Strömungsvorgänge spielen in Branchen mit einem weltweiten Volumen von mehreren Billionen Dollar eine zentrale Rolle, darunter Energie, Verkehr, Gesundheit und Verteidigung. Aufgrund der Vielzahl an Variablen ist es jedoch in der Regel unmöglich, das Verhalten von Strömungen in realistischen Szenarien direkt zu berechnen. Solche Strömungen besser zu verstehen und gezielter steuern zu können, birgt daher erhebliches wirtschaftliches und ökologisches Potenzial.

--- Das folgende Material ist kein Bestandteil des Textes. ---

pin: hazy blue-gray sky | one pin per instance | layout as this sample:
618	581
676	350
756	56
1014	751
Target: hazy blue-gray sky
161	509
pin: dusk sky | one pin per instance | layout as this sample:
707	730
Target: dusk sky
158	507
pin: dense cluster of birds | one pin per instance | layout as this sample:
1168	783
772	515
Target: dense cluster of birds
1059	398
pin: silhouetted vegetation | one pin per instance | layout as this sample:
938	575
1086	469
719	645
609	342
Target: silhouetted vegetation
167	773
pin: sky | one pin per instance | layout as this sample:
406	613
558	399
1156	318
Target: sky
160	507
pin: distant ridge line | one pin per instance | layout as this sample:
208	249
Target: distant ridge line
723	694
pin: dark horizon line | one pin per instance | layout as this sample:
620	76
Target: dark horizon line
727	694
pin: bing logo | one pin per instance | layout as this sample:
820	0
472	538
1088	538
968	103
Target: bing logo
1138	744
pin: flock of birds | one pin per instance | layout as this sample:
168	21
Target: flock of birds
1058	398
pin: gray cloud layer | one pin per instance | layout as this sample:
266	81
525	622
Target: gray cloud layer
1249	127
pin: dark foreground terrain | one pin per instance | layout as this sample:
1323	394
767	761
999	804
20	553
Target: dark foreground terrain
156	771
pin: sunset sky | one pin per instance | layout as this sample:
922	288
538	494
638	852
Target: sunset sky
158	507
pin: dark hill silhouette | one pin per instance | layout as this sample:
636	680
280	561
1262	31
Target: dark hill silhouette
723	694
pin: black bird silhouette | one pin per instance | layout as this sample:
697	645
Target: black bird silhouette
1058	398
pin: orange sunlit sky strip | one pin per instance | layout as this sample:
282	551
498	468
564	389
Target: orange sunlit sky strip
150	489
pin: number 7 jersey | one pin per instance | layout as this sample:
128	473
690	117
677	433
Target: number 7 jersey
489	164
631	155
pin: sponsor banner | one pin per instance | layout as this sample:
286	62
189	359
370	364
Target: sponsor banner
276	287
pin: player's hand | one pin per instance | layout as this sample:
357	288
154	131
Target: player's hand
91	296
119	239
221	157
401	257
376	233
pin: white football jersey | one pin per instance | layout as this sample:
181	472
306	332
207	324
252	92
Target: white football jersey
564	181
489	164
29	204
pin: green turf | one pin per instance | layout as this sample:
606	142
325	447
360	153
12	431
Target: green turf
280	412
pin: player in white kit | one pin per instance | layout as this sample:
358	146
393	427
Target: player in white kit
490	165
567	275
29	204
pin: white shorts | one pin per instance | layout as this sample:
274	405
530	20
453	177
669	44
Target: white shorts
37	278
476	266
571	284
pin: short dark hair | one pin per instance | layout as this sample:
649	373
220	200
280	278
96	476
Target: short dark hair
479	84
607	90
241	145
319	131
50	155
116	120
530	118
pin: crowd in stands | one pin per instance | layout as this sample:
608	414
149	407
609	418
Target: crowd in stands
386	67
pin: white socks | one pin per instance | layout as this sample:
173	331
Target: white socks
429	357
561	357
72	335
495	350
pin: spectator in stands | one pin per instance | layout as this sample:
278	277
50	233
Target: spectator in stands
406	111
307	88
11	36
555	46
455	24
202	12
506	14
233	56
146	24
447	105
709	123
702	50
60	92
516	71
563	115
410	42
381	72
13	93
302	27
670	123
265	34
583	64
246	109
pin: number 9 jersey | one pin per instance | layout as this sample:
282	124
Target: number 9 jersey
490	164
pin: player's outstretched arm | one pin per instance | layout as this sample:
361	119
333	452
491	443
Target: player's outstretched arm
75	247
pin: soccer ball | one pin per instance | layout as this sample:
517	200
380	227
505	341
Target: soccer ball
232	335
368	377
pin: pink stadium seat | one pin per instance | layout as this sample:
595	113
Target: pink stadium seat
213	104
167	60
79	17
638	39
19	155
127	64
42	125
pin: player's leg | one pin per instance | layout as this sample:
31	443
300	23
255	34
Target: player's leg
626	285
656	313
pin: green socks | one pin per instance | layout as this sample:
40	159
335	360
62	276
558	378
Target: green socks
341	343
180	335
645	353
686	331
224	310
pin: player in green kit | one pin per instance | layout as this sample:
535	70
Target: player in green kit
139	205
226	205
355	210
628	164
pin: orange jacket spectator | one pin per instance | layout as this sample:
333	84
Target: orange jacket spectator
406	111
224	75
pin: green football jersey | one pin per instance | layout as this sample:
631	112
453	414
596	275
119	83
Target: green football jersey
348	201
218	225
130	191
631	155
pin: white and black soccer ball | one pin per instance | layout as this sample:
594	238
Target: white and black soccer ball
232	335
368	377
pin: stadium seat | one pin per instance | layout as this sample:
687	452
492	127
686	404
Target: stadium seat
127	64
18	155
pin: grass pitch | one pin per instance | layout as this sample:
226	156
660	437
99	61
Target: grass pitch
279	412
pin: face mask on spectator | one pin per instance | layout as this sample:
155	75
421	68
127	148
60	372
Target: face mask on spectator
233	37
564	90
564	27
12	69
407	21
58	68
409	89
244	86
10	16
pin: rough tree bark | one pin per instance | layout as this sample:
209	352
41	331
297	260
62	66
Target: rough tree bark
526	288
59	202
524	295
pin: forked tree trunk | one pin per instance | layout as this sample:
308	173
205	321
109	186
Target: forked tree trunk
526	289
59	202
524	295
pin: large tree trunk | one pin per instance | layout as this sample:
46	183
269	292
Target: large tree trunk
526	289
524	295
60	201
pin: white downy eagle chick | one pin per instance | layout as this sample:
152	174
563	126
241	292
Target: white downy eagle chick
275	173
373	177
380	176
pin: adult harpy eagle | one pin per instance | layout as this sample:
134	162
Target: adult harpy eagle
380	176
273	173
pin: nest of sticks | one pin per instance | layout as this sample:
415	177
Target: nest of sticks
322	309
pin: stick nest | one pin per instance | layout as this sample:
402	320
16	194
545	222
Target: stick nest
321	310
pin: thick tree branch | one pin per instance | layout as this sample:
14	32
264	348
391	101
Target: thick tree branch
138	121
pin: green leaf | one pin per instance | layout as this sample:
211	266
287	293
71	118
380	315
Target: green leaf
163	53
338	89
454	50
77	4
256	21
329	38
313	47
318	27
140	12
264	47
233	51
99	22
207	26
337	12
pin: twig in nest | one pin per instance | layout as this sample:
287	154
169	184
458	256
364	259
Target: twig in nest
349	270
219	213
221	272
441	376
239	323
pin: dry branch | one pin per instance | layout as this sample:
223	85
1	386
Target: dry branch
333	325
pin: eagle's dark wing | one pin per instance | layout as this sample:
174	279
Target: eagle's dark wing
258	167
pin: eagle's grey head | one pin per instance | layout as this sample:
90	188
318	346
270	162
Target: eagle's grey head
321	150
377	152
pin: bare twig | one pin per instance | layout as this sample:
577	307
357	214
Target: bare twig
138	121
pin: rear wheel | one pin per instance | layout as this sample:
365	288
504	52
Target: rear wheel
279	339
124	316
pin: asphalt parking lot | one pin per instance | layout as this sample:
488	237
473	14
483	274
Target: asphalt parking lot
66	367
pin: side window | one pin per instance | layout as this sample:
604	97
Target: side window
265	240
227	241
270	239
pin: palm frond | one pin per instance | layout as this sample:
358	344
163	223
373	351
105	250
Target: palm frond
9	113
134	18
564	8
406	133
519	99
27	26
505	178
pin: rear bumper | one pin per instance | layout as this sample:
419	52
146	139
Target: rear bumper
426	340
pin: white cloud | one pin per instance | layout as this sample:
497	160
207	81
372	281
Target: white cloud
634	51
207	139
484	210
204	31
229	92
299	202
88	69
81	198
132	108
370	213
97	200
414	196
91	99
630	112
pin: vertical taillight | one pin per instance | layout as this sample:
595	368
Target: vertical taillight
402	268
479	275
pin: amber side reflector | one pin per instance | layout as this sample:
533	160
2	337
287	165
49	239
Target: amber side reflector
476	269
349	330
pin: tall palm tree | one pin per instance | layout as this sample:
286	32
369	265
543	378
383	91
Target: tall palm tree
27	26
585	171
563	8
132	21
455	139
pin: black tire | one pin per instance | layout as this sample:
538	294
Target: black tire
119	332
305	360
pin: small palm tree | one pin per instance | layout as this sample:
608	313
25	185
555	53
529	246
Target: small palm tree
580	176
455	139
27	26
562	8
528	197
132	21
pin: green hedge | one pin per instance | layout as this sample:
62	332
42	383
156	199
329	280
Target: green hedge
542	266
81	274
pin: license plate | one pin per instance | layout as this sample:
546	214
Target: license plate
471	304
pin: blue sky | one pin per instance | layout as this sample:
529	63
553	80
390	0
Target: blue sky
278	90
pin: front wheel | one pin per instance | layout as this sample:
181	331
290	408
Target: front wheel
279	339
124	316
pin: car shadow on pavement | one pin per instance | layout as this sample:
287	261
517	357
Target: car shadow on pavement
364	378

Das internationale Team, dem auch Forschende der Inha University (Südkorea), des KTH Royal Institute of Technology (Schweden), der HESAM University (Frankreich), der MediaTek (Vereinigtes Königreich) und des Deutschen Zentrums für Neurodegenerative Erkrankungen angehören, hat nun eine Plattform entwickelt mit dem Ziel, diese komplexe Aufgabe mithilfe von Reinforcement Learning zu lösen. Bei dieser Form des Maschinellen Lernens werden KI-Agenten durch die Interaktion mit ihrer Umgebung trainiert. Der Ansatz hat bereits entscheidende Fortschritte in Bereichen wie der Proteinfaltung und der Kernfusion ermöglicht.
Testumgebung für Reinforcement Learning zur Strömungssteuerung
Die KI-Agenten werden darauf trainiert, Strömungen über Oberflächen aktiv zu steuern. Indem physikalisches Wissen direkt in ihr Training einfließt, lässt sich der nötige Trial-and-Error-Aufwand bei der Optimierung der Steuerungsstrategien mit der neuen Plattform um bis zu 65 Prozent reduzieren. Die „HydroGym“ genannte Plattform ermöglicht zudem, verschiedene Steuerungsstrategien unter vergleichbaren Bedingungen zu testen und so besonders geeignete Ansätze für unterschiedliche Anwendungen zu identifizieren. Dazu zählen etwa effizientere Flugzeuge und Windkraftanlagen, die Lärmminderung bei Strahltriebwerken und die Kühlung von Supercomputern.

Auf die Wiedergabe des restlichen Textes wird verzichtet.